Kris Kobach recently and clumsily unveiled a new way to complete one’s voter registration in Kansas: Sue the secretary of state.
In another questionable move when it comes to voters’ rights, Kobach’s office stepped in to register two Douglas County men who had filed legal action against him earlier this year.
The two citizens have challenged the legality of Kobach’s bid to purge them and others from Kansas’ suspended voters list, which once included 36,000 names.
Don’t misconstrue Kobach’s actions as a conciliatory move. They are clearly intended to head off a judge’s ruling that could topple one of the secretary of state’s signature efforts to make voting more difficult in Kansas.
Kobach has filed a motion asking a federal court to dismiss the lawsuit brought by the two men whom he just registered, arguing that they have no legal standing anymore because they “suffer no current injury.”
Will Lawrence, an attorney for the men, aptly summed things up this way: “Obviously we are happy that our two clients are registered to vote, but it’s more than these two individuals who are being affected. If Kobach can just go in and get this done, why not do this for everyone?”
Good question. If the Republican secretary of state is so intent on making sure people eligible to vote can do so, why can’t his office work a little harder to get as many people as possible off the suspended voters list?
Sadly, Kobach’s demagoguery on this issue makes it appear he would be happy if his threats and bullying kept certain people — especially students, minorities, low-income citizens and Democrats — out of the voting booth.
Kobach helped create the suspended voters list that contains the names of people who couldn’t register to vote because they didn’t have all the paperwork the state required, especially proof of citizenship such as with a birth certificate or passport.
That conflicts with federal law, which requires states to make registration forms available at motor vehicle offices. Those forms don’t require the proof of citizenship.
Elected officials should not be trying to make voting more difficult for citizens. Kobach has tried to justify his actions by pointing to the possibility of voter fraud occurring in the state.

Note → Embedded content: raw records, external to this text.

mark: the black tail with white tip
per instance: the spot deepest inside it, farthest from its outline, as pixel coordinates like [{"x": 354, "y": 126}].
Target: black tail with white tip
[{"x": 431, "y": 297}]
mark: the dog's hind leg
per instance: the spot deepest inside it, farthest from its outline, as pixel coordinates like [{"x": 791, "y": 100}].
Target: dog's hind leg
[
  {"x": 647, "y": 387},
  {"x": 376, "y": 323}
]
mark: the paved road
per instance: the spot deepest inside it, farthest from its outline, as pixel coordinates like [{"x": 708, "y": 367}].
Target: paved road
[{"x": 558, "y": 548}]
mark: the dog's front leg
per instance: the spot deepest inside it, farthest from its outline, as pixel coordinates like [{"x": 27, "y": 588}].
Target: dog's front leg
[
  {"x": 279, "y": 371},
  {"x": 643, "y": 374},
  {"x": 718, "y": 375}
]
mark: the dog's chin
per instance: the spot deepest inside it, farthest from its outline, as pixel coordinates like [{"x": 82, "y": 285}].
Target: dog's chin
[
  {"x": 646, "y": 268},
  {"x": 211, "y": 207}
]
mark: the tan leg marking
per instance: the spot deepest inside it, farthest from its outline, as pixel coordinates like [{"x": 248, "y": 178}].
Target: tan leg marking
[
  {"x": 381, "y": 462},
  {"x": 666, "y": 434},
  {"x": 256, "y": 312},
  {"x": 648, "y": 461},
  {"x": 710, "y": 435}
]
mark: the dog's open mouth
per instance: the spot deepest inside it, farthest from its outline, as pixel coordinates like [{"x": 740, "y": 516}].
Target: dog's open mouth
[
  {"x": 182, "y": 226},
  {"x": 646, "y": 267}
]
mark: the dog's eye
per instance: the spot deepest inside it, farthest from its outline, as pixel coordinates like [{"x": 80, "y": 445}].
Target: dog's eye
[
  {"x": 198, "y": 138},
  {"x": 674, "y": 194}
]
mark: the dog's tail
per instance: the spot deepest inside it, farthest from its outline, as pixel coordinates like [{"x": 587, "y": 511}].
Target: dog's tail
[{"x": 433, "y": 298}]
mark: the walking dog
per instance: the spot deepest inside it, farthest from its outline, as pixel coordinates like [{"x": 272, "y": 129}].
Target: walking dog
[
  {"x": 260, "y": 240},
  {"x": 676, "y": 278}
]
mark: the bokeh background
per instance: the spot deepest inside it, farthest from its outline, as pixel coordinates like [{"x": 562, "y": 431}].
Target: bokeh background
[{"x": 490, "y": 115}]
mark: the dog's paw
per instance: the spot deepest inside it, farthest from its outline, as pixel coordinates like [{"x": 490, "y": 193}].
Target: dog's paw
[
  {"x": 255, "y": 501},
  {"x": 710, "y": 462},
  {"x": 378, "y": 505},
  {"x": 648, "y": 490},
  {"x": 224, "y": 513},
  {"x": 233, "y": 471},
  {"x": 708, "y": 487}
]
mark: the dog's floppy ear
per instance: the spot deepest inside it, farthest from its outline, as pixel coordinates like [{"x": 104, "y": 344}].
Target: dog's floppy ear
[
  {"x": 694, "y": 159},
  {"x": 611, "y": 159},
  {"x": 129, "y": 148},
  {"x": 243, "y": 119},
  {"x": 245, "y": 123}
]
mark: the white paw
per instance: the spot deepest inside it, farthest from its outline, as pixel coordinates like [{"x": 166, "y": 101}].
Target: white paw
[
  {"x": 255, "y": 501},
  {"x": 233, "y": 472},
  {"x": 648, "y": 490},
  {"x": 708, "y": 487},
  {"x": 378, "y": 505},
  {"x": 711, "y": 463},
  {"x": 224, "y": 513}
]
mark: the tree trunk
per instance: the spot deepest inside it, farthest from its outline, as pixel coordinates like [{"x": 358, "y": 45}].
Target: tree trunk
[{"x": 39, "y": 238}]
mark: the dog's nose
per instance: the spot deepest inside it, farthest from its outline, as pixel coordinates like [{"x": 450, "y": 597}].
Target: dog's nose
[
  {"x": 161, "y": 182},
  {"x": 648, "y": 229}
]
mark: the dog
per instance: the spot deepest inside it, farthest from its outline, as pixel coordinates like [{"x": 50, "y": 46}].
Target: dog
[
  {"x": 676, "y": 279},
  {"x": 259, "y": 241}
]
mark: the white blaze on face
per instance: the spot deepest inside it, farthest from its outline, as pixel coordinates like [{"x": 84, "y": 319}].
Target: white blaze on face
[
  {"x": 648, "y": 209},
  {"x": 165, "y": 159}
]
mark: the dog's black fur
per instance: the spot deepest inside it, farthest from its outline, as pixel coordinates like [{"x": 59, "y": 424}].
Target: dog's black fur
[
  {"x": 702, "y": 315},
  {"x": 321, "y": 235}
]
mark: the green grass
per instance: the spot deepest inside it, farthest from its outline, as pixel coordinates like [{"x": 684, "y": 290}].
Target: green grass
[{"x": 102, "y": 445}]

However, he has been unable to document many cases despite months of looking for them. And that’s despite his new powers, provided by the Republican-controlled Legislature, to prosecute voter fraud.
The legal system needs to rein in the abuse Kobach is trying to inflict on voter registration in Kansas. The judge should not dismiss the most recent case. Instead, it needs to serve as an example of how Kobach’s attempt to manipulate voters’ right will not be allowed to succeed.